Emphysema is a condition that causes damage to the alveoli, the air sacs in your lungs. The walls of the damaged air sacs become stretched out and cause your lungs to get bigger. This makes it harder to move your air in and out. It is the most common form of the condition known as chronic obstructive pulmonary disease (COPD) and is typically triggered by long-term cigarette smoking. Estimates show that approximately 200 million people around the world are affected. Unfortunately, there is no cure for this disease of the lungs.
A study conducted by researchers at Weill Cornell Medicine and NewYork-Presbyterian found that specialized endothelial cells may hold the key to treating emphysema. Endothelial cells line the inner surface of blood vessels and have been shown to play an important role in protecting and restoring the health of key organs. Specifically, lung endothelial cells line the inner surface of the lung’s network of blood vessels.
As part of their research, the team studied lung tissue from human emphysema patients while also looking at lung issue from mice with an induced form of the disease. What they found that was that changes in the activity of certain genes in lung endothelial cells and the loss of those cells was associated with decreased lung function and other indicators of emphysema progression.

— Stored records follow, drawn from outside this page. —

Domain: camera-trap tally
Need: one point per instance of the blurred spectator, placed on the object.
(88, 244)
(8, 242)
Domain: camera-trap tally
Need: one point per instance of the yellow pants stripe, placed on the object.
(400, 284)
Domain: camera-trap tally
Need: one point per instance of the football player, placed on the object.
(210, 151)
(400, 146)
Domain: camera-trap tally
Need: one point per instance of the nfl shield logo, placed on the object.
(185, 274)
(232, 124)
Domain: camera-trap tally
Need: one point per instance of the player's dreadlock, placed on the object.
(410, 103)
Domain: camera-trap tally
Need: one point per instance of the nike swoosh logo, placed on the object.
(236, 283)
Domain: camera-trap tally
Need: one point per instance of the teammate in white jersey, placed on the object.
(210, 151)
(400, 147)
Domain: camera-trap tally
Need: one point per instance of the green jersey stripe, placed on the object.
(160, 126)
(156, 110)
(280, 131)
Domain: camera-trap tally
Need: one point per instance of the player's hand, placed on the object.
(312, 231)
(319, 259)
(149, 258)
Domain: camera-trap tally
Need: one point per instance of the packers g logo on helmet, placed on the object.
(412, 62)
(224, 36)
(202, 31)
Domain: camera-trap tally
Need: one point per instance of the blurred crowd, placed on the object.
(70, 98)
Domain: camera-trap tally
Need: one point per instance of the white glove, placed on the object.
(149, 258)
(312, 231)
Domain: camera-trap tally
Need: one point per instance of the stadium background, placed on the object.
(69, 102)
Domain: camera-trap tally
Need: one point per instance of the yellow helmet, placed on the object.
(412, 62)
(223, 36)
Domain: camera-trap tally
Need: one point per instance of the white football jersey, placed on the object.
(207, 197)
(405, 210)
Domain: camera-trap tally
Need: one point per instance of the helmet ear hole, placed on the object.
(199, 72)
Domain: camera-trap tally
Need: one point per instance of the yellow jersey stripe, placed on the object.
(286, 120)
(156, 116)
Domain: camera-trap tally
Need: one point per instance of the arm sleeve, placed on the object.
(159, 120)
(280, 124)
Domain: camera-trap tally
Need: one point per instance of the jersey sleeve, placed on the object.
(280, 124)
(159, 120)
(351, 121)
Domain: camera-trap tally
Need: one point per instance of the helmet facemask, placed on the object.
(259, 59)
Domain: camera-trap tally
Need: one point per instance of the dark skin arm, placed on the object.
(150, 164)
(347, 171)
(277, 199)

The researchers then infused mice with induced emphysema with healthy lung endothelial cells from genetically identical mice and the results were astounding. The team showed that they could prevent and/or reverse most of the lung damage that was seen in untreated mice. By contrast, injecting other cell types, including endothelial cells from other tissues, did not have the same effect.
The team believes that this treatment effect might have to do with differences in the molecules secreted by diseased versus healthy lung endothelial cells. To back up this claim, they found that lung endothelial cells in both humans and mice with emphysema showed sharp increases in production of LRG1, a molecule that promotes new blood vessel growth that has been linked to retinal and kidney diseases as well as some cancers. Additionally, when the researchers deleted the gene for LRG1 from lung endothelial cells in mice, the lungs were largely protected from the lung damage of induced emphysema, much as they had been by the endothelial cell therapy.
In a news release from Cornell, Dr. Alexandra Racanelli, a co-first author on this study and an instructor of medicine in the Division of Pulmonary and Critical Care Medicine at Weill Cornell Medicine and a pulmonologist at NewYork-Presbyterian/Weill Cornell Medical Center, had this to say about the results.
“Taken together, our data strongly suggest the critical role of endothelial cell function in mediating the pathogenesis of COPD/emphysema. Targeting endothelial cell biology by administering healthy lung endothelial cells and/or inhibiting the LRG1 pathway may therefore represent strategies of immense potential for the treatment of patients with advanced COPD or emphysema.”
The full study was published in the Journal of Experimental Medicine.